The DVD is presented in Dolby Digital Mono. Optional English subtitles support the French audio.
Wow, where to start with this seriously loaded 2-disc set?
Disc One includes archival interviews (27 min. total) with Godard (May 19, 1960 and May19, 1964), Belmondo (1961), Seberg (July 2, 1960) and Jean-Pierre Melville (July 13, 1963), and also a very nifty Trailer.
Disc Two is just sick.
"Chambre 12, Hotel du Suede" is a 1993 documentary (78 min.) directed by Claude Ventura in which the director revisits the people and places from "Breathless." It's pretty darn good.

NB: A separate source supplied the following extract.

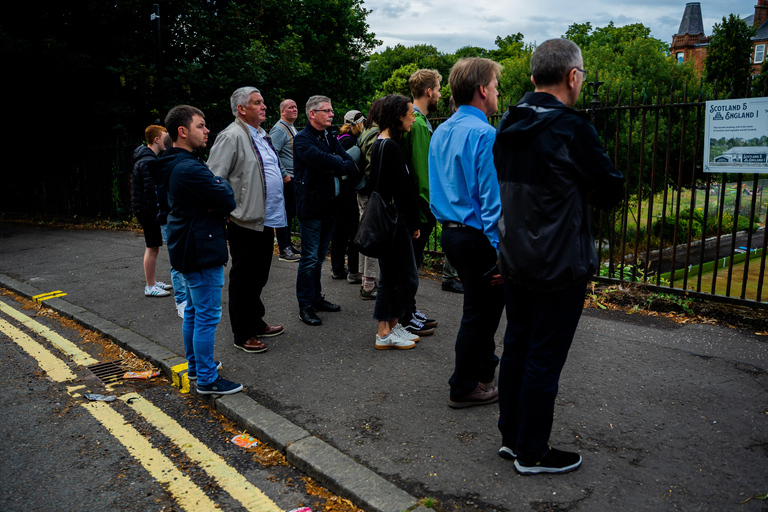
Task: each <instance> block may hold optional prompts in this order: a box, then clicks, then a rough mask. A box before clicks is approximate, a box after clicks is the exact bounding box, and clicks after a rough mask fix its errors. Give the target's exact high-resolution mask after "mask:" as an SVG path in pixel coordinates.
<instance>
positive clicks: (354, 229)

"Charlotte et Son Jules" (1959, 12 min) is a short film directed by Godard and starring Belmondo. The whole film is basically a long-winded speech by a pompous ass trying to show off for his girlfriend with a very funny punch line. Not a great film, but a cute one, a reminder of how playful Godard was at the time.
"Breathless as Criticism" (11 min) is a new video essay written by Jonathan Rosenbaum which explains some of the cinematic references Godard makes in the film, and connects Godard's work as a critic to his work as a director on "Breathless."
"Coutard and Rissient" is a new interview with "Breathless" cinematographer Raoul Coutard (who worked on many films for Godard) and cinema's great mystery man Pierre Rissient who also worked as assistant director on the film.
"Jean Seberg" (19 min) is a video essay by Mark Rappaport who directed the superb 1995 film "From the Journals of Jean Seberg." The essay takes a look at the career and the memorable face of the actress who died in 1979.
The collection finishes off with an interview (10 min.) with famed documentarian D.A. Pennebaker (who collaborated with Godard on "One A.M" which became "One P.M.")
The chunky insert booklet (80 pgs) features an essay by Dudley Andrew, several interviews and articles by Godard, François Truffaut's original (and very brief) treatment for "Breathless," and Godard's adapted scenario.
All that's missing is a commentary track. Phenomenal.
Criterion has released the definitive DVD package of one of the most important films ever made. But don't be scared away by the word "important." Unlike some of Godard's later films, "Breathless" is accessible to all audience, a film noir told with a unique flair. I failed to mention Martial Solal's exceptional jazz piano score which drives the entire film. There's far too much to like about "Breathless" to mention in a single review.
I was going to end this review by calling this the best DVD release of 2007, but Criterion's "Berlin Alexanderplatz" just arrived at my door today. Maybe it will be a tie.